According to Jacob Gershman in New York Magazine, a movement is growing to mount a challenge to the political dominance of the Working Families Party: "With the pro-labor Working Families Party on the rise, a coalition of New York business elites is laying the foundation to counteract its influence with a political operation of their own. The plan is to collaborate with the Independence Party, which just backed Republican Mike Bloomberg, to push what they see as fiscally responsible positions.”

A challenge it certainly is, since the WFP has become one large tail wagging NY State's Democratic dog-witness the success locally of John Liu and Bill deBlasio. But the even greater hurdle is to create a coalition that will not be seen as a revival of the kind of permanent government that has always ruled in NYC-often to the detriment of small businesses and homeowners.

This is, however, trickier than it seems-and labor loyalist Mike McGuire understands the problem: “The problem is who is their constituency,” notes labor lobbyist Michael McGuire. “Unions are all member organizations. Who are the members of ‘business’?”

McGuire is correct, but the problem isn't insurmountable if it is approached in the right manner. That approach needs to view the effort as a grass roots organizing campaign-the very kind that the Alliance has conducted over the past three decades. The greatest danger is for this effort to be perceived as elitist-and there is some redolence of this already: "It’s being advised by Jay Kriegel, a longtime Democrat and member of the city’s Establishment who started his career as a hotshot 25-year-old aide to Mayor Lindsay. Most recently, he was executive director of Bloomberg’s failed 2012 Olympics bid. (Today, he works as an adviser to developer Stephen Ross.)"

There is nothing wrong with a coalition of interests-one that includes businesses both small and large-but there needs to be more of an effort, if the campaign is to really gain traction, to build the coalition from the ground up. It needs to be more tea party than tea room-and it needs to utilize a more populist (dare we say, Alinsky-style) approach.

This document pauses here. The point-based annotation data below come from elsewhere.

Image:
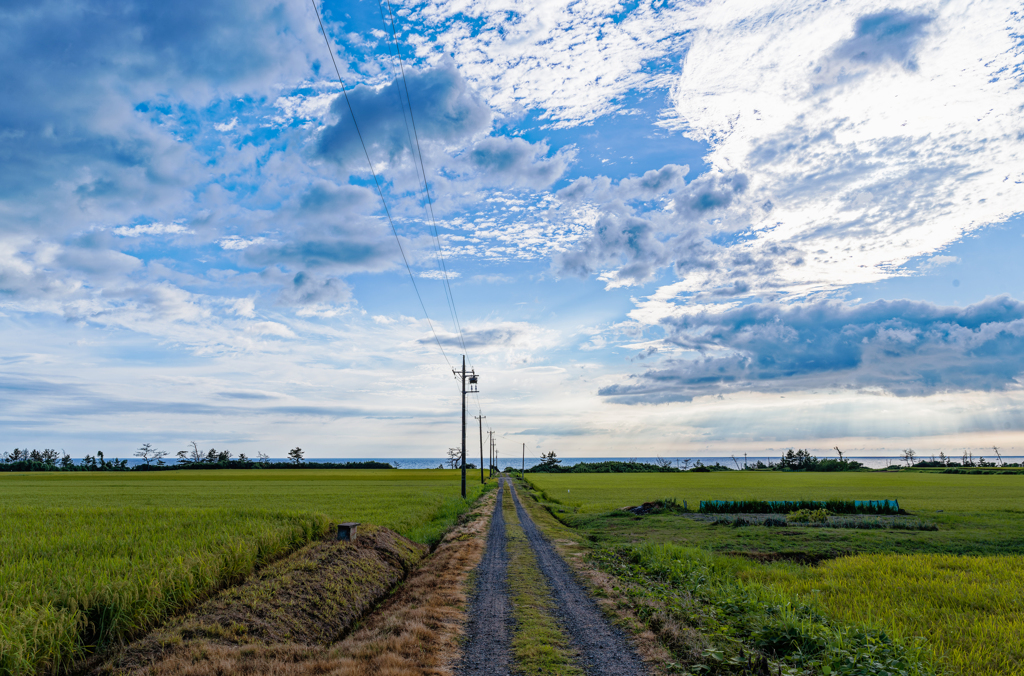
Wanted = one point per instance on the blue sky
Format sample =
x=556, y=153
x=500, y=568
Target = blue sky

And there is certainly some common ground here-and that commonality devolves from the expansion of government in the state and city, and all that the expansion entails in the way of taxes, fees and regulations: "The movement began taking shape after lawmakers in Albany passed a $133 billion budget in April, increasing taxes and fees by $7 billion and raising spending by 9 percent. Deficit projections have risen to nearly $30 billion over the next three years. While Governor Paterson has warned lawmakers that the state may not be able to pay its bills by the end of the year, the Legislature has spurned his attempts to slash education and health care."

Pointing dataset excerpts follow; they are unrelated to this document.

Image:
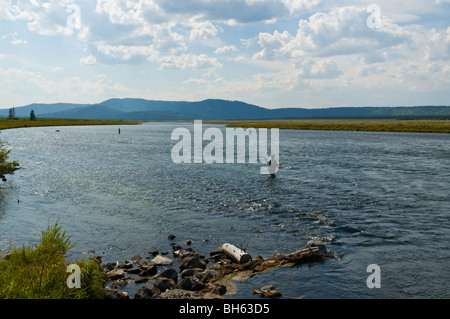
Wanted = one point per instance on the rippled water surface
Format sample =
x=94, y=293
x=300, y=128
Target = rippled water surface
x=373, y=198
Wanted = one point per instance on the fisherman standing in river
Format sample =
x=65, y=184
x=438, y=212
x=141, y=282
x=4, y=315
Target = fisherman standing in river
x=273, y=165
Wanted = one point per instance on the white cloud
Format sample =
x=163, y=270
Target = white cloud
x=225, y=49
x=88, y=60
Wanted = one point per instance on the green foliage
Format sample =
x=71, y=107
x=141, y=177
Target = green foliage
x=40, y=272
x=6, y=167
x=425, y=126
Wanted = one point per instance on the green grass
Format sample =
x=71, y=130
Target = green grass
x=428, y=126
x=25, y=122
x=40, y=272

These are trends that really hurt the small business backbone of the state and city's economy-and send tax paying homeowners fleeing to less burdensome environs. But using the mayor as a paragon is, in our view a mistake: "They want to help elect Bloomberg-like candidates statewide. The problem is going to be convincing voters that what’s good for the capitalists is good for them too. Their tentative slogan? “It’s Your New York.”,

That's a huge barrier to entry for any grass roots movement because it's perceived elitism precludes tapping into the kind of populist sentiment that will provide the ground troops necessary in order to compete with the union-backed WFP. Gershman hints at this: "Challenging the WFP, which is allied with a sophisticated army of operatives, canvassers, and pressure groups, is not going to be easy. The Independence Party lacks the same boots-on-the-ground infrastructure. Crosson says his new coalition knows what it’s up against: “They’re very effective and entrenched. The business community will be playing a game of catch-up for a long time.”

The Alliance has been doing precisely this for years-and by doing it successfully by tapping into small business and local neighborhood unrest at large and out-of-touch, and, yes, elite-driven government; a style of governing that the current mayor has been emblematic of. So the challenge is to find a way to tap into the funding of larger business interests while, at the same time, finding a way to inspire and mobilize the troops at the grass roots level.

If the latter isn't done properly, than the entire campaign will lack genuineness; and will appear as little more than an Astroturf effort by the rich folks to reassert their former dominance-a methodology that is almost guaranteed to end in failure. Still, the effort needs to be started and soon-or else we will all be singing in chorus; "California Hear I Come."